I spent a couple of months this Summer working with JT Petty on a virtual reality serialized science fiction thriller called GONE that got released today on Samsung’s MilkVR interactive spherical video platform. You can’t really experience it unless you have a GearVR with a compatible Samsung phone, but there are enough resources available online to give you an idea of what this is about, starting with this article on Variety.
GONE is a joint effort from Wevr, Skybound and Samsung to dive deep into the mostly unexplored waters of cinematic storytelling in virtual reality. This means we had to take the format a bit more seriously than it had been done before, starting with the scope and length of the story, cinematic language and camera movements, all the way to building a system that allows the audience to actually explore the scene at will through interactive features, taking them as close as possible to the notion of presence, or being there, that is key to VR. While you watch GONE, you have the choice to explore the settings of a scene at will, and by doing so you might gain better insight into some aspect of the story, but you might also miss out on something equally important just behind your shoulder. So every time you play an episode you will experience a slightly different story based of how you chose to explore the scene.
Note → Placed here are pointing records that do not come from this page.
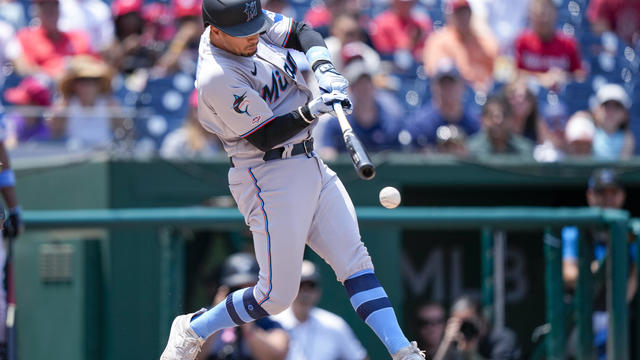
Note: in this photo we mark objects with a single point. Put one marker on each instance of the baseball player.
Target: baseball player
(254, 98)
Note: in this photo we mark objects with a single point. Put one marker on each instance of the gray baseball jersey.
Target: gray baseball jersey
(237, 95)
(287, 203)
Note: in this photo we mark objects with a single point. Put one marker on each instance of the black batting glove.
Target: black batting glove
(13, 226)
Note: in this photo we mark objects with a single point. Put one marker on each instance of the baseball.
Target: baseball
(389, 197)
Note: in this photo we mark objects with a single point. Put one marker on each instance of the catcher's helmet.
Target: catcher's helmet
(238, 18)
(239, 269)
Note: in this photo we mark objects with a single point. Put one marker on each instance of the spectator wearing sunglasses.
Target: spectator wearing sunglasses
(317, 334)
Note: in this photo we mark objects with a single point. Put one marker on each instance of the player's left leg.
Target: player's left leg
(336, 238)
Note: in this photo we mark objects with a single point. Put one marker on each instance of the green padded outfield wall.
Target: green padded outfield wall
(140, 272)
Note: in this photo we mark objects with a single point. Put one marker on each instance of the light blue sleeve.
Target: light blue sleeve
(569, 243)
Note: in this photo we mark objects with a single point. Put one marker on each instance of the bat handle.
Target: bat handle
(342, 118)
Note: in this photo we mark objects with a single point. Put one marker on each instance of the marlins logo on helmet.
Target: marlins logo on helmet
(251, 10)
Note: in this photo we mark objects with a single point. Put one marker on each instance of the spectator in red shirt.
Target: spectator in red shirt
(544, 52)
(130, 52)
(474, 52)
(183, 49)
(400, 32)
(620, 16)
(45, 48)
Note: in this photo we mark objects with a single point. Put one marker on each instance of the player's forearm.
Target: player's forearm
(280, 129)
(303, 38)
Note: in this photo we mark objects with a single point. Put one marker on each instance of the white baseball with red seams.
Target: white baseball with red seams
(389, 197)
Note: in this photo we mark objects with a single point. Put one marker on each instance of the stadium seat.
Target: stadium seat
(163, 106)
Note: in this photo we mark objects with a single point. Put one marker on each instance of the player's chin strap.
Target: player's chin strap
(287, 151)
(317, 56)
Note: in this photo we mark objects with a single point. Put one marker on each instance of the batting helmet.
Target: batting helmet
(238, 18)
(239, 269)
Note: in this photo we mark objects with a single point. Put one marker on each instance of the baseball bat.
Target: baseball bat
(361, 161)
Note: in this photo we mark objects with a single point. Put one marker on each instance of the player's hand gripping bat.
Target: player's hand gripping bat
(364, 167)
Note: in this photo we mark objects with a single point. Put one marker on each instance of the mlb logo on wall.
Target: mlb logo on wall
(251, 9)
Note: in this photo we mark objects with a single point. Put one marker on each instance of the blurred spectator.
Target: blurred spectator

In order to achieve this, we shot every scene from multiple vantage points, and developed a playback system with a universal timeline that allows you to “jump” between multiple concurrent video tracks. The sense of being there while the scene unfolds around you is outstanding. When I think about all the limitations imposed to us by our 360° video capture, postproduction and playback tools, I can only begin to imagine how powerful this medium will become once better solutions have been developed to support our creative practice. GONE is the first time I watch a VR piece that feels as engaging in terms of story as any of my favorite TV shows, and this the result of JT’s excellent screenwriting in combination with the craft and effort we put into understanding what it means to tell a story in VR, and how to achieve this using the tools we had at the time.